I have returned to my writer's loft. As always, I am up before dawn, startling the local vampires and chupacabras with lights turned on far too early, pacing the floors, no longer even capable of moving quietly, only more slowly.

It's actually a basement room, not a loft. But I can still see the moon from here, on my phone. It is like a NYC basement apartment, the window in the room that faces the street allows you to see the legs of the people walking by. But it is much nicer than my previous residence, the one in which I was recently evicted for payment problems. 

Ah well, it is the way of things. It was a little too air b'n'b for me. The bed was, quite literally, made of air and the breakfast was non-existent, barely a breeze…. which was apparently the same problem that I encountered with payment. There was too much venture and not enough capital.

Even when I sleep very well it's no use, I awake to a lonely world that I have somehow grown accustomed to. I check my email and then other online vacuums. Always, there are friends awake in Europe, also filling their day with meaninglessness. That is, at least, something. It is comforting to know that people in London and Prague are similarly tussling with tedium. 

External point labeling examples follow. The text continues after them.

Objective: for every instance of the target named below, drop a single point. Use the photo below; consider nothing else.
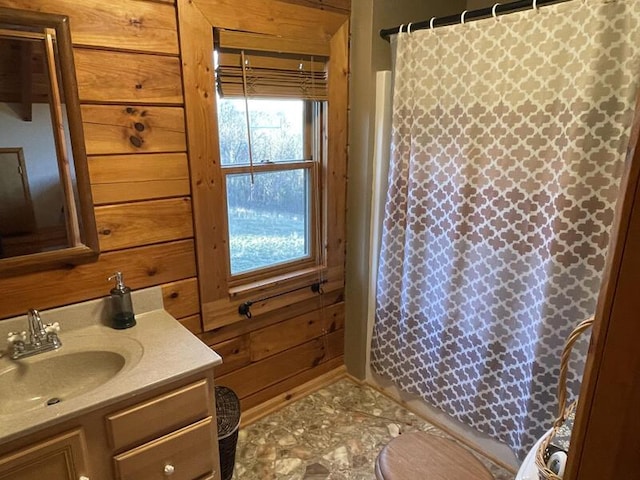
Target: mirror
(46, 212)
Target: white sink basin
(53, 377)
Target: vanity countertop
(157, 351)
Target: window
(272, 174)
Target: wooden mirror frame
(81, 225)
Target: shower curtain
(508, 144)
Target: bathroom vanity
(110, 404)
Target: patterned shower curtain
(509, 140)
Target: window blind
(270, 70)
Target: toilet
(528, 469)
(422, 456)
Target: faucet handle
(52, 327)
(13, 337)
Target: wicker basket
(563, 411)
(228, 416)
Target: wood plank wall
(128, 68)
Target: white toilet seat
(528, 469)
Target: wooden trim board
(254, 414)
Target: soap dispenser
(122, 315)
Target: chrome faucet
(42, 337)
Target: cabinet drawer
(188, 452)
(158, 416)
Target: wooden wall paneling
(142, 267)
(222, 334)
(131, 129)
(142, 223)
(284, 335)
(268, 43)
(272, 18)
(289, 390)
(340, 6)
(181, 298)
(115, 24)
(265, 373)
(126, 178)
(235, 354)
(192, 323)
(336, 171)
(605, 441)
(196, 44)
(119, 77)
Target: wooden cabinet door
(63, 457)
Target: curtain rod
(471, 15)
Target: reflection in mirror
(46, 215)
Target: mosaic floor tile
(332, 434)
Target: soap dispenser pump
(122, 315)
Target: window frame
(314, 130)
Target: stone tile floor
(332, 434)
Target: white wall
(36, 139)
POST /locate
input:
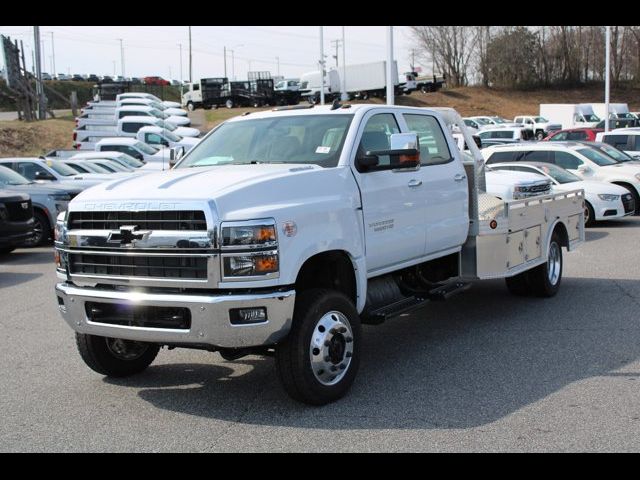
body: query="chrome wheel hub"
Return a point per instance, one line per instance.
(125, 349)
(554, 263)
(331, 348)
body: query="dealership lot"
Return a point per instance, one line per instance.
(487, 371)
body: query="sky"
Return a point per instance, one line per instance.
(150, 50)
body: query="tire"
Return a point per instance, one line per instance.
(589, 215)
(99, 353)
(335, 350)
(545, 279)
(41, 230)
(519, 284)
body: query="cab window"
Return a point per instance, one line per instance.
(433, 144)
(377, 135)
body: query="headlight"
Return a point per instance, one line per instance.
(249, 234)
(608, 198)
(251, 265)
(252, 248)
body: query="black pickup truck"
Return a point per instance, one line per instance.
(16, 220)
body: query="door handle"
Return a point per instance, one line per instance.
(459, 177)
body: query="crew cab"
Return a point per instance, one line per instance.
(284, 230)
(541, 126)
(16, 220)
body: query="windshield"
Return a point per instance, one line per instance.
(304, 139)
(157, 113)
(171, 136)
(559, 174)
(9, 177)
(62, 169)
(144, 148)
(597, 157)
(167, 125)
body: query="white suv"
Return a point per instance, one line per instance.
(580, 159)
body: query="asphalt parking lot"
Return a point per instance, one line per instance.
(483, 372)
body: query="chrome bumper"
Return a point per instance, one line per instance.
(210, 323)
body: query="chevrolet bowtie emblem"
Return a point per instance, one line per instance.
(128, 235)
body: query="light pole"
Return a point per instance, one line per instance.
(606, 78)
(390, 69)
(121, 57)
(344, 95)
(53, 55)
(321, 66)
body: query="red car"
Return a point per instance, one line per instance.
(586, 134)
(155, 81)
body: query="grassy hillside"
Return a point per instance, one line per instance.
(35, 138)
(18, 138)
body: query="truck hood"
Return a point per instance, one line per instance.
(509, 178)
(592, 187)
(201, 183)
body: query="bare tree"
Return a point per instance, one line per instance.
(451, 47)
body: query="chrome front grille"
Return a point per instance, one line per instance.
(139, 265)
(175, 220)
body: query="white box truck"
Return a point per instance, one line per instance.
(569, 115)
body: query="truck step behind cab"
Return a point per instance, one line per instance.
(282, 232)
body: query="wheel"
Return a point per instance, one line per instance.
(41, 230)
(589, 215)
(519, 284)
(318, 361)
(545, 279)
(115, 357)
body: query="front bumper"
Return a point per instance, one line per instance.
(210, 320)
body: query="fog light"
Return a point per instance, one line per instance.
(240, 316)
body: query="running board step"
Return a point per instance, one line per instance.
(378, 316)
(448, 290)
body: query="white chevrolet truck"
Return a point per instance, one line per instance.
(283, 231)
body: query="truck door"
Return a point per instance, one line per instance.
(394, 232)
(445, 195)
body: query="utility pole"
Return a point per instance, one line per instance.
(344, 95)
(390, 69)
(190, 59)
(53, 54)
(121, 57)
(337, 44)
(321, 66)
(39, 86)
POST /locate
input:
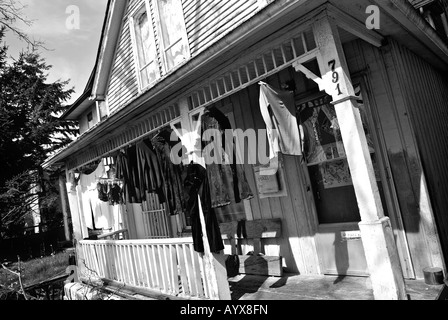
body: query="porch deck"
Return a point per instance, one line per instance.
(304, 287)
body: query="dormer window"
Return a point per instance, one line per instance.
(159, 38)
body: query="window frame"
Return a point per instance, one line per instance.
(151, 7)
(159, 31)
(145, 7)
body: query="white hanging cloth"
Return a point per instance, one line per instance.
(282, 127)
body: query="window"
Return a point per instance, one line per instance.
(160, 39)
(148, 69)
(173, 34)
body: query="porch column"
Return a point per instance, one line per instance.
(376, 231)
(63, 195)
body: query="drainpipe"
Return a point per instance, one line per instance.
(415, 20)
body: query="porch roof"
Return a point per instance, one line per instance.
(401, 22)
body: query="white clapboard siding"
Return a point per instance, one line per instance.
(206, 22)
(170, 266)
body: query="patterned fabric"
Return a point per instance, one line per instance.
(227, 182)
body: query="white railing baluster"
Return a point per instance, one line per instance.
(120, 264)
(183, 274)
(147, 270)
(132, 265)
(188, 270)
(174, 271)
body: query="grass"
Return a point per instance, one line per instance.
(35, 271)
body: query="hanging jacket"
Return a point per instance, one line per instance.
(227, 182)
(196, 183)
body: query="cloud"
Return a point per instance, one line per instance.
(72, 51)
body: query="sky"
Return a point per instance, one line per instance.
(72, 47)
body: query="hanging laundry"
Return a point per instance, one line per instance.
(227, 180)
(196, 183)
(275, 106)
(115, 195)
(102, 191)
(127, 171)
(97, 213)
(171, 173)
(149, 170)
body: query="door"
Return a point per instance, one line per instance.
(338, 237)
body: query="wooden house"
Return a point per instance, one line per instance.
(370, 73)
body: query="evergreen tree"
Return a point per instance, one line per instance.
(30, 130)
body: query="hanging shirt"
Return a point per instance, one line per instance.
(227, 182)
(282, 127)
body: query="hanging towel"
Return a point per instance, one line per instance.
(274, 106)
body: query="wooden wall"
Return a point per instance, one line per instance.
(206, 22)
(297, 244)
(426, 97)
(405, 139)
(209, 20)
(123, 86)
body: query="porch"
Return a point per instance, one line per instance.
(320, 287)
(170, 269)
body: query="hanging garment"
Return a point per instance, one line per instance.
(102, 191)
(195, 183)
(149, 170)
(171, 173)
(275, 106)
(115, 195)
(227, 181)
(127, 171)
(97, 214)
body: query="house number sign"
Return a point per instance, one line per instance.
(351, 235)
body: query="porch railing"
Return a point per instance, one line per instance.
(170, 266)
(116, 235)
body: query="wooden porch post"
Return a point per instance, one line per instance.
(63, 195)
(215, 267)
(376, 231)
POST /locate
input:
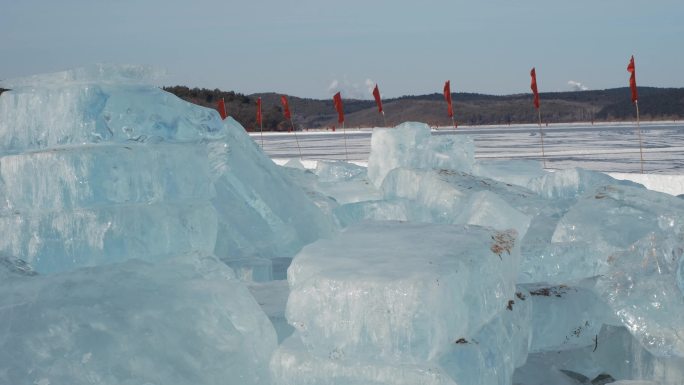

They say that healthy people tend have sex in the mornings, though they never mention if a healthy person can accomplish the same. I wonder where these people are, the morning-sun-sexers. I could walk the neighborhood looking in windows to check, but I suspect the police might not similarly believe in the high purpose and calling of science. 

I believe that I might have lost some interest in seeing other people have sex anyway, though I have not tested this assumption with reality. Watching other people have sex, when done live and not a pre-recorded act for modest profit, is a pastime for the young. After a certain age, one which I somehow passed without knowing, then it becomes increasingly difficult to participate, even as a witness. There's this growing sense of, Ugh, why is that old guy here?

Even lone masturbation can provoke this sense within me at times.

CS advised me to wear women's underwear to work. He prescribed this as a manner of acting to assist in the staving off of boredom. It's quite true, of course. Life is better when you have a secret. That's what falling in love does for you, the whole world becomes your shared secret, and the foreseeable future, also. 

Breaking up has the opposite effect. Nothing is secret any longer. To make matters worse, nobody is interested in your mysteries once the juiciest portions have been told and retold a handful of times.

Move on and make new secrets, that is the sensible thing to do. 

But  one must have somebody's panties to wear to work. It would seem quite suspect to go shopping for a new pair, for yourself. Do they even make women's panties with a 34" waistline? They must, but that is a thought too hideous to entertain. It burdens the fantasy with fact. 

I don't want to wear a fat girl's underwear. I want to wear a skinny girl's knickers, one in particular.

One girl, I mean. I didn't have one specific pair of blue cotton panties in mind, there are several that would do. She could even pick them, and would probably prefer it that way, for the purpose of panty preservation.

Those type secrets are what I want, just silly things that make no sense but last forever.